Kibirlenmenin karşısına Allah'a
sığınmanın konulması onun çok çirkin ve
çok korkunç bir hareket olduğunu göstermektedir. Çünkü
insan ancak kötülük ve eziyete sebep olması beklenen
çirkin ve korkunç şeylerden Allah'a
sığınır. Kibirde bunların hepsi de
vardır. Kibir, sahibini yorduğu gibi etrafındaki
insanları da yorar. Hem içine girdiği göğsü hem
de diğer insanların göğsünü daraltır,
rahatsız eder. Nereden bakılırsa bakılsın
kibir, gerçekten kendisinden Allah'a sığınılması
gereken bir kötülüktür.
"O şüphesiz işitendir, görendir."
İşitir ve görür. Çirkin olan kibir de
görülebilen hareketlerde işitilebilen sözlerde somutlaşan
bir eylemdir. Bu nedenle insan, işini işiten ve gören
Allah'a havale etmelidir. Allah onu istediği şekilde
idare eder.
Sonra bu koca evrende insanın gerçek konumu ortaya
konuyor. İnsanların gözleriyle gördükleri, sade bir
görmekle dahi muhteşem büyüklüklerini kavradıkları,
gerçekliğini öğrendikten sonra onları daha güzel
biçimde ele aldıkları Allah'ın bazı
yaratıkları ile
karşılaştırıldığında
insanın ne kadar cılız ve küçük kaldığı
belirtiliyor:
Gökler ve yeryüzü insanın gözleri önüne serilmiştir.
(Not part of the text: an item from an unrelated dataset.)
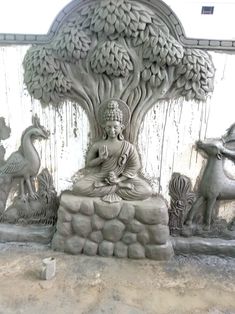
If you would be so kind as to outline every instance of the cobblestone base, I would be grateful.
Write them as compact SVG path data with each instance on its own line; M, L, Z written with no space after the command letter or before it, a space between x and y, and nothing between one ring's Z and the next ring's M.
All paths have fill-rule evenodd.
M166 204L157 197L109 204L64 192L52 248L70 254L168 260L173 248Z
İnsan onları görür, kendisini onlarla karşılaştırabilir.
Ancak insan oranların ve boyutların gerçeğini,
hacimlerin ve kuvvetlerin gerçeğini "öğrendiğinde"
büyüklük taslamaktan vazgeçer, küçülür, güçsüzlüğünü,
cılızlığını
kavradığından eriyip bitecek hale gelir. Yüce
Allah'ın kendisinin bünyesine yerleştirdiği ve bu
nedenle onu onurlandırdığı o yüce özü düşündüğünde
evet işte ancak bunu düşündüğünde bu korkunç
ve koca evrenin büyüklüğü önünde yine de ayakta
kalabilir.
Gökleri ve yeri yıldırım hızı ile gözden
geçirmek dahi insanın bu gerçeğe ulaşması için
yeterlidir.
Üzerinde yaşadığımız bu dünya, güneşin
büyük uydularından biridir. Dünyanın kütlesi güneşin
kütlesinin milyonda üçü kadardır. Hacmi ise güneşin
hacminin milyonda birinden azdır.
Güneş ise bize yakın olan ve içinde yer aldığımız
saman yolunda yer alan yüz milyon güneşten sadece birisidir.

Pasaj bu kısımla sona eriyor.